A week before his assassination Sankara had said:
“Revolutionaries, as individuals, can be killed, but ideas cannot be killed”.
Thomas Sankara has become a symbol for millions of African workers, peasants and youth, and sooner rather than later, we believe, the Burkinabe people will revolt and take up the path of that profound African revolutionary martyr who only wished, in his own words, “that the image of a man who has led a useful life for everyone be preserved from me.
Honor and glory to that revolutionary whose example will live forever in the peoples of Africa and the world.
On October 30, 2014, a popular rebellion took place in Burkina Faso. The felon Compaoré, in desperation, delegated the government to General Honoré Traoré, who imposed a night curfew that was defied by the people in rebellion concentrated in the “Revolution Square” or Nation Square.
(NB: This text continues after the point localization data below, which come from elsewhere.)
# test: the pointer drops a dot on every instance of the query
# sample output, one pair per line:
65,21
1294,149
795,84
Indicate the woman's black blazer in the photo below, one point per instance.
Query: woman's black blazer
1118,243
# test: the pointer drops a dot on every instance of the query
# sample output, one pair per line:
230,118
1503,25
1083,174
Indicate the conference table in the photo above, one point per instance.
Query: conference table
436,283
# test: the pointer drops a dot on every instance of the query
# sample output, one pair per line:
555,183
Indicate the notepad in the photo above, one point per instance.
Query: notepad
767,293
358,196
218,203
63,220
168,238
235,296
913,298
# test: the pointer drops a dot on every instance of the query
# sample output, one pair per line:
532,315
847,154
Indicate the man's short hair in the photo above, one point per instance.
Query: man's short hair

The people continued to mobilize and popular pressure forced Compaoré to resign and take refuge in the city of Yamusukro, capital of the Ivory Coast. Faced with this fact, the rebellious people went out to celebrate their triumph; however Traoré – a close collaborator of the overthrown felon – continued to lead the government, which apparently provoked a confrontation for power between him and the head of the presidential guard, General Zida, but the truth was that the popular mobilizations also drove Traoré out.
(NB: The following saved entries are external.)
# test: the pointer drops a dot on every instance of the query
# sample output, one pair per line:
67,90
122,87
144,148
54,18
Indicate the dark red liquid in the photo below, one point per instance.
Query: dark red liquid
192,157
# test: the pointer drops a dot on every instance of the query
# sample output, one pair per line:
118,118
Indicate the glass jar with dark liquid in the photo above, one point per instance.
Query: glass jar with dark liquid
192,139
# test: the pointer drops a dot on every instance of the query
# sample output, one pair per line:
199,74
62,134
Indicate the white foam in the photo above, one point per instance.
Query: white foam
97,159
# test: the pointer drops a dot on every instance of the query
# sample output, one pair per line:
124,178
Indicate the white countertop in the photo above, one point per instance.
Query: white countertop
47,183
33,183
After Zida proclaimed himself head of government, the people took to the streets to protest against the military chiefs. In response, the presidential guard opened fire on the rally. The parties and groups of society that opposed the military regime met and declared that the transition should be civil and democratic and not hijacked by the military chiefs.
The following Sunday, thousands of people occupied the streets to protest the military takeover of the popular revolution, chanting slogans such as ” Zida is Judas”! However, the mobilization was losing strength and this, in our opinion, had one cause: the lack of a homogeneous and solidly united political leadership with a clear purpose.
The most radical group spearheading this popular rebellion is Le Balai Citoyen (The Citizens’ Broom) led by the rapper Smokey and a reggae musician, Sams’K Le Jah. Also in these protests, reactionary groups like “People for Progress” consisting of members of the party of the traitor-asylum seeker, snuck in.
When the protests in the streets diminished, the group Le Balai Citoyen announced its support for General Zida, which demoralized the people. Here the powers that be come in to play that see Africa as a territory that belongs to them. France and the US intervene through their diplomatic channels and their power of blackmail to convince the military to appoint a civilian government.
The State Department declares and condemns the military takeover and calls it a coup d’état. The African Union seconds this statement, as expected.
That is the way things stand. For now, a lackey “civilian government” led by the diplomat Michel Kafando has imposed itself and will call presidential elections within a year, but there is a people from the Levant who demonstrated their power in five days, but who, for lack of cohesive and clear political leadership, were unable to impose their just aspirations and claim the legacy of the great Thomas Sankara.
We all admire the sobriety and humility with which our Pepe Mujica lives. We also remember that Tom Sank decided to use a Renault 5 as his presidential vehicle, the most economical model in Burkina Faso. When he died, he left as his property only a humble house with a mortgage not yet paid off; he did not accept the president’s salary, but rather continued his salary as an army captain.